Optimizing brainfuck compiler using LLVM

Remco Bloemen

2010-02-27, last updated 2014-03-04

Optimizing brainfuck compiler using LLVM

LLVM is currently the hype in the world of compilers. This C++ based compiler infrastruture is hard on its way to replace the Gnu Compiler Collection. In contrast with GCC LLVM has a nice C++ interface wich allows you to easily implement your own language, or so I thought.

It turns out that LLVM is still somewhat of a moving target and examples from previous versions no longer compile. It was quite a struggle to get the simplest example to work since the API is very unintuitive and complex at first.

In the end I managed to get it working.

Then I played with it some more. Trying out other ways to translate brainfuck to LLVM IR.

In the end I found that I could get remarkable optimzation results. The key was:

If you have done all that, then the compiler is capable of compiling the following brainfuck “Hello Wordl!”-program:

>+++++++++[<++++++++>-]<.>+++++++[<++++>-]<+.+++++++..+++.>>>
++++++++[<++++>-]<.>>>++++++++++[<+++++++++>-]<---.<<<<.+++
.------.--------.>>+.

into

which is optimal! All the loops and operations are elliminated! Compare that with the esotope compiler!

Benchmark!

Okay, now that I have my super-optimizing llvm-based brainfuck compiler it is time to benchmark it against the direct-threaded virtual machine I developed earlier.

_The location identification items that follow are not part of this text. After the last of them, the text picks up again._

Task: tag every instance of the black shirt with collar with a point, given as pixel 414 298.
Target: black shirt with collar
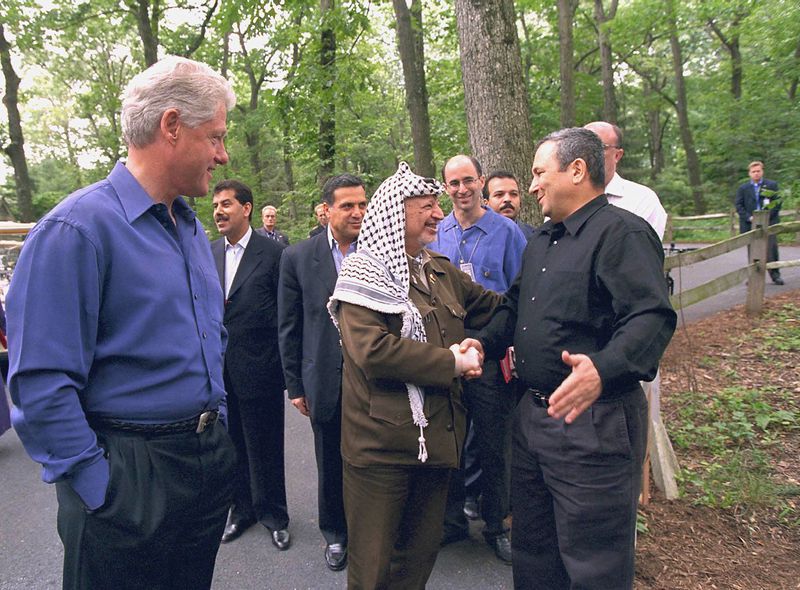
pixel 593 284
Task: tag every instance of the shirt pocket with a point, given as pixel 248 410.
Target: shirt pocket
pixel 392 407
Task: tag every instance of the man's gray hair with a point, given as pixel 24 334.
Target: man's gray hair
pixel 576 142
pixel 191 87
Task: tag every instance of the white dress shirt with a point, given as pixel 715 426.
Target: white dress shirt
pixel 233 256
pixel 639 200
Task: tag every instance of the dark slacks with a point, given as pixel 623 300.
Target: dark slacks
pixel 163 516
pixel 330 500
pixel 575 489
pixel 394 518
pixel 490 403
pixel 257 428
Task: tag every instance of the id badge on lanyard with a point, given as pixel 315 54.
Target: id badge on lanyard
pixel 467 268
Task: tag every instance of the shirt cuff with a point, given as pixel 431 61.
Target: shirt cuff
pixel 91 483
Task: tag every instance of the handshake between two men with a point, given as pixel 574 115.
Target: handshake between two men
pixel 576 393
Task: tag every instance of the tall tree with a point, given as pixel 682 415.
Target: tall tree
pixel 412 55
pixel 327 121
pixel 602 16
pixel 15 149
pixel 682 106
pixel 494 95
pixel 566 14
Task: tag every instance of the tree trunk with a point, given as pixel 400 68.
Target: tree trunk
pixel 655 142
pixel 796 79
pixel 566 11
pixel 606 61
pixel 147 25
pixel 327 121
pixel 692 162
pixel 412 55
pixel 16 145
pixel 494 94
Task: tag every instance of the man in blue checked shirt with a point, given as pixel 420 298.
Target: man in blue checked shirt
pixel 116 355
pixel 488 247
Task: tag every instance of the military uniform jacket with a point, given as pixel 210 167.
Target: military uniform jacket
pixel 377 426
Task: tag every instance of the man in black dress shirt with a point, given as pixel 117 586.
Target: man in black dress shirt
pixel 589 317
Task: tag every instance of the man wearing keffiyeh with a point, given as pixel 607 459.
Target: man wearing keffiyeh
pixel 399 307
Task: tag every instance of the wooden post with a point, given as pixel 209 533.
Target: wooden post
pixel 660 454
pixel 757 254
pixel 668 231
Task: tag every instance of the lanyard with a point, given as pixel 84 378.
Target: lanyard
pixel 458 245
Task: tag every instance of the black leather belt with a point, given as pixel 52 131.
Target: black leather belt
pixel 539 398
pixel 197 424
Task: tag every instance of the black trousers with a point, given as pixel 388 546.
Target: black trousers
pixel 257 428
pixel 394 517
pixel 163 516
pixel 575 489
pixel 330 500
pixel 490 403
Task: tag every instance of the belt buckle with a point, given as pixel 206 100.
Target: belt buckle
pixel 206 418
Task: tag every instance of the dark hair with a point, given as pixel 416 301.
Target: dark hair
pixel 473 159
pixel 240 190
pixel 576 142
pixel 497 174
pixel 339 181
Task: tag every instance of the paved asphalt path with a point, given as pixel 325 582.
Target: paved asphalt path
pixel 31 553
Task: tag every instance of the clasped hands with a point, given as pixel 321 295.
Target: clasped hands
pixel 469 358
pixel 570 399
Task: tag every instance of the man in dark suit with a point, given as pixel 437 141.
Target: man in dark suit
pixel 760 193
pixel 322 220
pixel 310 349
pixel 248 266
pixel 269 217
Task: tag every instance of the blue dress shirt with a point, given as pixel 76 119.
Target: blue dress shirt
pixel 493 246
pixel 111 313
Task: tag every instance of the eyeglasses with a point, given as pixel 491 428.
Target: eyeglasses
pixel 468 182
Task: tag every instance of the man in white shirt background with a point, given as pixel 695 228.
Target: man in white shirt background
pixel 626 194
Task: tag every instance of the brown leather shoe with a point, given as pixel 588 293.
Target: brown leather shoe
pixel 235 529
pixel 336 556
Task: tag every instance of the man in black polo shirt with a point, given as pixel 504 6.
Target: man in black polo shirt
pixel 589 317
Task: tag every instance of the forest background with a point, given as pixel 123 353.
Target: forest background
pixel 700 88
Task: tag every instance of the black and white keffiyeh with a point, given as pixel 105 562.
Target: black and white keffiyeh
pixel 376 276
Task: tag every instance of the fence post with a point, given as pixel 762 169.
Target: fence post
pixel 757 253
pixel 668 239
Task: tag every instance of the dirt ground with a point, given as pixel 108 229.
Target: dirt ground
pixel 691 546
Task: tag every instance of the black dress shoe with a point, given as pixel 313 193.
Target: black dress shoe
pixel 502 547
pixel 336 556
pixel 454 535
pixel 281 539
pixel 471 509
pixel 235 529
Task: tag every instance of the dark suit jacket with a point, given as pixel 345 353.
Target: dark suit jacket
pixel 309 342
pixel 252 361
pixel 280 237
pixel 746 203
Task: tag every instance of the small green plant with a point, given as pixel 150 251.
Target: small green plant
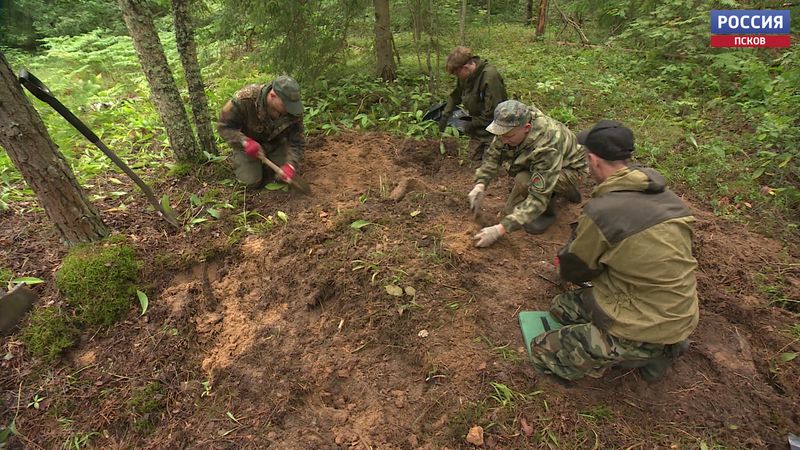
pixel 599 413
pixel 99 281
pixel 79 440
pixel 36 401
pixel 6 432
pixel 206 388
pixel 48 334
pixel 146 404
pixel 795 330
pixel 507 397
pixel 250 222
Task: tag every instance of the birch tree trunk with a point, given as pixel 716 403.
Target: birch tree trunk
pixel 28 145
pixel 462 20
pixel 386 68
pixel 542 16
pixel 187 49
pixel 163 90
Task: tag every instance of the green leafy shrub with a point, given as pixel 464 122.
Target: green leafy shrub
pixel 99 281
pixel 48 334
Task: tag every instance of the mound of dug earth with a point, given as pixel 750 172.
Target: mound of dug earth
pixel 369 321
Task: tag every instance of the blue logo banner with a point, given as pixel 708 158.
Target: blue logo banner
pixel 750 21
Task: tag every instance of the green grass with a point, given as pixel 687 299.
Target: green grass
pixel 48 334
pixel 146 403
pixel 99 282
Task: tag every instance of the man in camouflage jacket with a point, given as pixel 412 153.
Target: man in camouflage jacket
pixel 633 241
pixel 264 119
pixel 544 158
pixel 480 88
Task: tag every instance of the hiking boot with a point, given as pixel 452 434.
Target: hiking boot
pixel 572 194
pixel 540 224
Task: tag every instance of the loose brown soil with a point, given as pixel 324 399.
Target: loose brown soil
pixel 288 338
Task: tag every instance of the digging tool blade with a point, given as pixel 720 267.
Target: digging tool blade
pixel 297 183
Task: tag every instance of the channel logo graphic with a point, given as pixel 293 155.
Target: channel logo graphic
pixel 752 28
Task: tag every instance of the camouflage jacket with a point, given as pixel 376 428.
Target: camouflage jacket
pixel 246 115
pixel 549 148
pixel 634 242
pixel 480 94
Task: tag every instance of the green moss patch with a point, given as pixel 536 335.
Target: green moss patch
pixel 99 282
pixel 48 333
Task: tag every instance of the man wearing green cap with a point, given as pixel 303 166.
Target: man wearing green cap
pixel 545 160
pixel 265 119
pixel 633 241
pixel 479 88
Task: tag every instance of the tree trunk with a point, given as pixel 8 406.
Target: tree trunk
pixel 159 76
pixel 25 139
pixel 528 12
pixel 542 17
pixel 383 41
pixel 462 20
pixel 187 49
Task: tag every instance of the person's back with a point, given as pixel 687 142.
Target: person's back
pixel 480 88
pixel 264 122
pixel 646 287
pixel 633 242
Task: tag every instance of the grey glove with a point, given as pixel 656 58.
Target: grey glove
pixel 443 120
pixel 476 197
pixel 489 235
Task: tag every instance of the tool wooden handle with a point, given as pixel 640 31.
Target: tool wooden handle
pixel 270 164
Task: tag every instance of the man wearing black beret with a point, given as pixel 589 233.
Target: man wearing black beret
pixel 633 242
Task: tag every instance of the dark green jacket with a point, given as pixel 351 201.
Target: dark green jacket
pixel 480 93
pixel 633 241
pixel 246 115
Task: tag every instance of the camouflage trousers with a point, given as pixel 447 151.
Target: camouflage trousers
pixel 580 348
pixel 567 179
pixel 254 173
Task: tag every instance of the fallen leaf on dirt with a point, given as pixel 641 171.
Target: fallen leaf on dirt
pixel 526 428
pixel 394 290
pixel 475 436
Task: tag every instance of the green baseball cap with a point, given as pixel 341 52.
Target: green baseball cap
pixel 289 92
pixel 507 116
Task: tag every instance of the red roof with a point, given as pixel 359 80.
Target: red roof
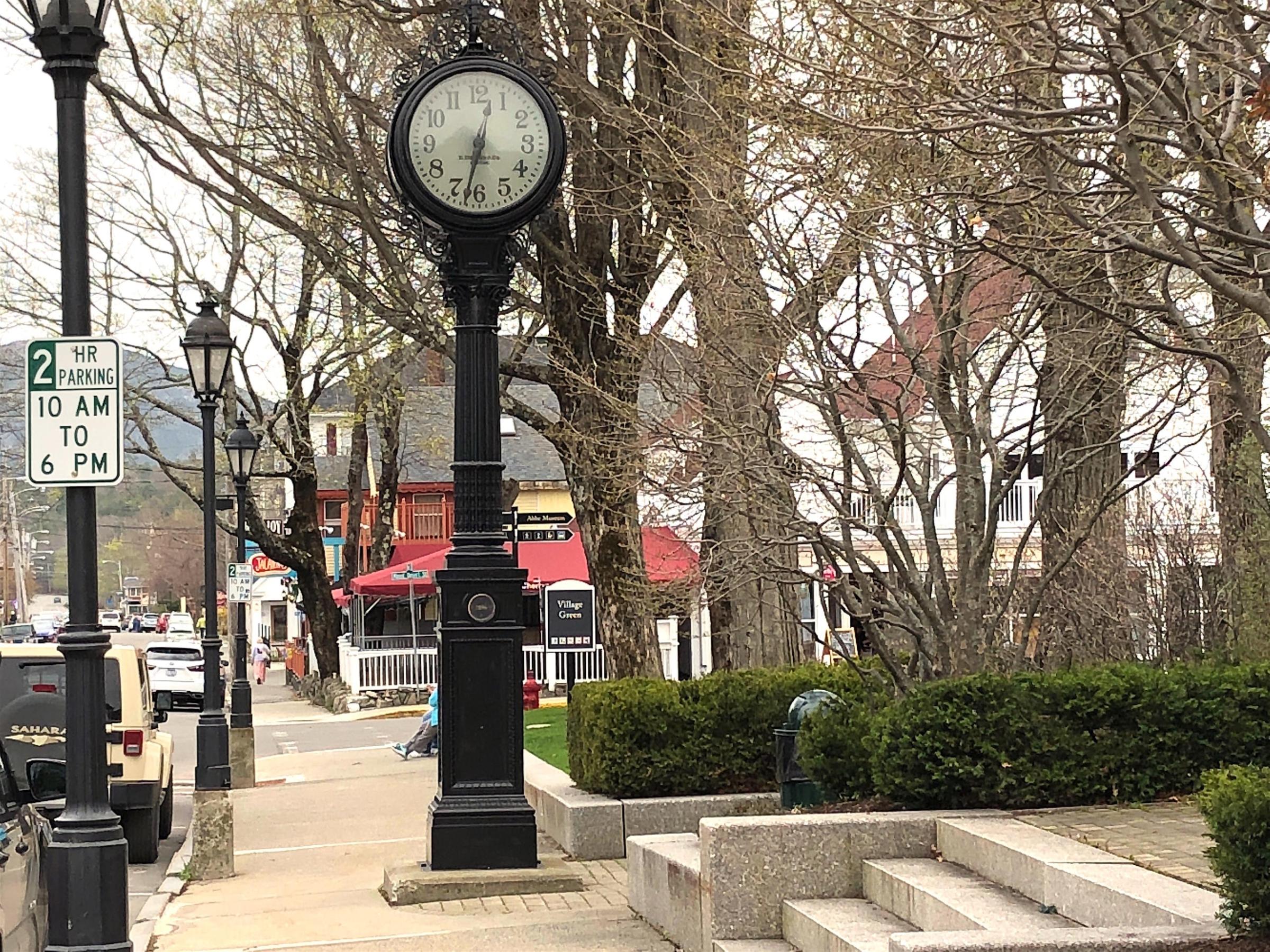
pixel 667 559
pixel 888 378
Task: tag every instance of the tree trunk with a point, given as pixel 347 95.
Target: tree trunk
pixel 357 462
pixel 388 423
pixel 1084 554
pixel 1240 489
pixel 748 554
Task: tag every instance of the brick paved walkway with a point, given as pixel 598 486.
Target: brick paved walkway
pixel 1169 838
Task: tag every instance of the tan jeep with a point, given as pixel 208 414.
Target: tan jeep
pixel 139 756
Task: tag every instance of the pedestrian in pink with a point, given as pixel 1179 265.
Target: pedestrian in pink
pixel 261 661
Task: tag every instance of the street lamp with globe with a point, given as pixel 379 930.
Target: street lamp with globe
pixel 88 860
pixel 242 447
pixel 207 346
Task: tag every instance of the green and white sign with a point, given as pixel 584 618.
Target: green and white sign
pixel 238 582
pixel 74 411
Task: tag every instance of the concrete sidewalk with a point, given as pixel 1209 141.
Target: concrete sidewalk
pixel 310 860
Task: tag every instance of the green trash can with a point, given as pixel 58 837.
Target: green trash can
pixel 797 788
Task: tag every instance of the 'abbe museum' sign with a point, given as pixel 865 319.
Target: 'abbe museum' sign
pixel 569 616
pixel 74 418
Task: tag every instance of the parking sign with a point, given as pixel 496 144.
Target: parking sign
pixel 74 414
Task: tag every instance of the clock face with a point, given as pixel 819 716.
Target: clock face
pixel 479 141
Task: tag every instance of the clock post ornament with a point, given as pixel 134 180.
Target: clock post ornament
pixel 475 151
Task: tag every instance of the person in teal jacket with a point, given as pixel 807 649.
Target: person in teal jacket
pixel 424 740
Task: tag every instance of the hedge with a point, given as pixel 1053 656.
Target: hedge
pixel 1090 735
pixel 643 738
pixel 1236 805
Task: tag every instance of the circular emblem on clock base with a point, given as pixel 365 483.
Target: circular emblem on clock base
pixel 482 608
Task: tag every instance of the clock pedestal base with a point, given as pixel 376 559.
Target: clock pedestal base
pixel 480 819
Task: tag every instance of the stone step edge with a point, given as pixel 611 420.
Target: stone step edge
pixel 1076 940
pixel 833 924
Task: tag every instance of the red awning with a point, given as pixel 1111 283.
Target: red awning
pixel 668 559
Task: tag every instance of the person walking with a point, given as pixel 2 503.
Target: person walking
pixel 259 661
pixel 424 740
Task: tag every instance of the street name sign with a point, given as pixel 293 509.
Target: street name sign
pixel 74 411
pixel 569 616
pixel 238 582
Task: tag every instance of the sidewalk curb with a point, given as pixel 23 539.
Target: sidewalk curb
pixel 143 931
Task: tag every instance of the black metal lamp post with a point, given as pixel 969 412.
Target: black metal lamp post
pixel 240 446
pixel 207 347
pixel 88 861
pixel 477 151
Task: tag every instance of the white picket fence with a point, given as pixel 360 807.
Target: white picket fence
pixel 407 668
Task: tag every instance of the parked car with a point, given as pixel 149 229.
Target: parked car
pixel 17 634
pixel 139 754
pixel 45 627
pixel 179 625
pixel 177 667
pixel 24 836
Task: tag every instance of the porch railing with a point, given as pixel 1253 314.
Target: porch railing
pixel 386 670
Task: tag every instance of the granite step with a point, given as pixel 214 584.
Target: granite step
pixel 839 926
pixel 945 898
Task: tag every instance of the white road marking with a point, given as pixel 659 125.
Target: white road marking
pixel 329 846
pixel 316 944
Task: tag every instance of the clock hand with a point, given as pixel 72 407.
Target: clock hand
pixel 478 148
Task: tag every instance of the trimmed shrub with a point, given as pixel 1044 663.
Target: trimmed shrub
pixel 1236 805
pixel 835 747
pixel 1090 735
pixel 645 738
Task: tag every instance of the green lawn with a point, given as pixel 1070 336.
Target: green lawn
pixel 548 742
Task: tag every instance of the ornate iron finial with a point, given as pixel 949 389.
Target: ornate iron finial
pixel 474 12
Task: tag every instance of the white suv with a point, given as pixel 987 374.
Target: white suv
pixel 177 667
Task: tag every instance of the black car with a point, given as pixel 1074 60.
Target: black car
pixel 24 837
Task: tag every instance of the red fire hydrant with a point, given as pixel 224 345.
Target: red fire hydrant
pixel 530 693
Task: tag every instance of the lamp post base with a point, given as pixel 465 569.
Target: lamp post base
pixel 242 758
pixel 482 833
pixel 213 836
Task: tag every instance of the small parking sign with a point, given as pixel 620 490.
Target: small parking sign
pixel 74 414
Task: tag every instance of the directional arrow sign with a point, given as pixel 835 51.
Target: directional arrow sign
pixel 545 535
pixel 411 574
pixel 544 518
pixel 74 418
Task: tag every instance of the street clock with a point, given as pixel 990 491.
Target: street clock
pixel 477 145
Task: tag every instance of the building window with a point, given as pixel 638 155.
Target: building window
pixel 332 517
pixel 1146 465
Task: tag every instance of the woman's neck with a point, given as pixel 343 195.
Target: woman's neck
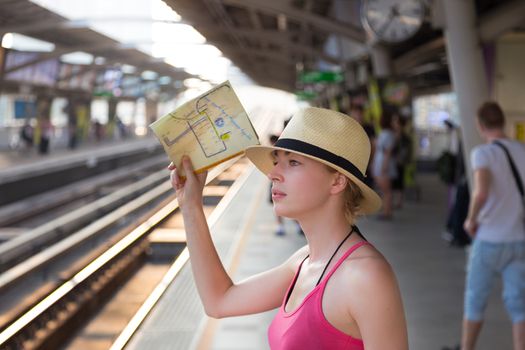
pixel 324 233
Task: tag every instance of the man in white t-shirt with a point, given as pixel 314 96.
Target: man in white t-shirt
pixel 496 222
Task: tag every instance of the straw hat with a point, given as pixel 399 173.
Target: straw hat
pixel 329 137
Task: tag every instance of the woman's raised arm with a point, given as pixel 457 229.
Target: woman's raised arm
pixel 220 296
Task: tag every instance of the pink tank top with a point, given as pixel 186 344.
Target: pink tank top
pixel 306 327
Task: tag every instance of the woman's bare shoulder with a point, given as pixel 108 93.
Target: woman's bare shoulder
pixel 300 254
pixel 367 269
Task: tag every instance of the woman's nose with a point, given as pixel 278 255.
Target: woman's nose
pixel 275 173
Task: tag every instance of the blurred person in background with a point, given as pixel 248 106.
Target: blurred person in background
pixel 27 135
pixel 357 112
pixel 384 165
pixel 402 154
pixel 496 222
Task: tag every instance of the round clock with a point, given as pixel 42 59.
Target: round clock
pixel 392 21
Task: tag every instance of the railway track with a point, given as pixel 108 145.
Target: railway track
pixel 50 321
pixel 53 313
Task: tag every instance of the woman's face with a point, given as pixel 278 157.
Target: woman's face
pixel 300 185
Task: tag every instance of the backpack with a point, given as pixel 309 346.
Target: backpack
pixel 446 166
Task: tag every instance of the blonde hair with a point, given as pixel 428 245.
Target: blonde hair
pixel 352 197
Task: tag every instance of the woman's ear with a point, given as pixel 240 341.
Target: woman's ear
pixel 339 184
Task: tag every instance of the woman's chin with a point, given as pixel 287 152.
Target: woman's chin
pixel 279 211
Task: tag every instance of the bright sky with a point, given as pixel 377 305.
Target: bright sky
pixel 153 27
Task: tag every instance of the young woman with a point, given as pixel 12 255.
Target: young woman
pixel 337 292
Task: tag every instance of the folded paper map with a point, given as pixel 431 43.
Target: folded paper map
pixel 210 129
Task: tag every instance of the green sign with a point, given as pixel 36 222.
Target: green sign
pixel 321 77
pixel 305 95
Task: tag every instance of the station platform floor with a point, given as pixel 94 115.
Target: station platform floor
pixel 430 273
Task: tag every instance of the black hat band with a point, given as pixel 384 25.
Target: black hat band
pixel 312 150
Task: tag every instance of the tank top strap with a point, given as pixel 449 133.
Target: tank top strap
pixel 342 259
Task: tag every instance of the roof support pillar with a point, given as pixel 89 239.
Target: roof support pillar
pixel 466 69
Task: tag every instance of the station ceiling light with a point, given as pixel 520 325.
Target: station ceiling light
pixel 21 42
pixel 78 57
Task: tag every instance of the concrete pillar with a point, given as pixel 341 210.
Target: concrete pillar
pixel 151 110
pixel 350 77
pixel 466 69
pixel 381 62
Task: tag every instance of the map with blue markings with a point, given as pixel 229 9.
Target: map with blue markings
pixel 210 129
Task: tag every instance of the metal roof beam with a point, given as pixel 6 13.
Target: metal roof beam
pixel 280 7
pixel 501 19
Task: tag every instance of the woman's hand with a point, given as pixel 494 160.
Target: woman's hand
pixel 188 190
pixel 471 226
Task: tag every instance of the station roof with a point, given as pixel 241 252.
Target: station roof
pixel 271 39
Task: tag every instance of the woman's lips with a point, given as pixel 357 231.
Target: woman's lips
pixel 278 194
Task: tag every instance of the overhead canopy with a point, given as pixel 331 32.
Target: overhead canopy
pixel 271 40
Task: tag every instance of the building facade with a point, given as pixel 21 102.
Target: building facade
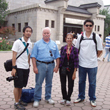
pixel 58 15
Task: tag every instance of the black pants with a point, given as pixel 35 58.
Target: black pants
pixel 63 79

The direct threaded VM has two modes; non-optimizing where it executes brainfuck instructions as-is and optimizing where it replaces certain sequences of instructions with more efficient onces.

The llvm jit-compiler has a broad selection of optimization passes that can be chained in uncountable ways. After a lot of trial and error I found the chain presented in the source below. In the benchmark I also included no optimization passes, only an instruction combining pass, the default selection for amd64, the aggressive default selection for amd64 and my own extensive chain.

The first benchmark program, Bottles, prints the lyric to “99 bottles of beer”. Developed by Andrew Paczkowski. origin.

The second, Hanoi, solves the three peg nine disk towers of Hanoi problem and animates the solution with ascii art. Developed by Clifford Wolf. origin

Last, Mandelbrot, calculates a 512×192 mandelbrot fractal and displays it with ascii characters. Developed by Erik Bosman. origin

Virtual machine Optimization Bottles Hanoi Mandelbrot
direct threaded none 0.008 29.647 1978.041
direct threaded simple 0.017 1.091 273.033
llvm jit none 0.129 11.731 111.611
llvm jit combining pass 0.121 7.245 52.894
llvm jit default 0.157 9.491 42.440
llvm jit aggressive 0.174 9.618 42.048
llvm jit extensive 0.375 50.141 37.745

The results are in seconds and include everything from starting the compiler until the exit of the brainfuck program.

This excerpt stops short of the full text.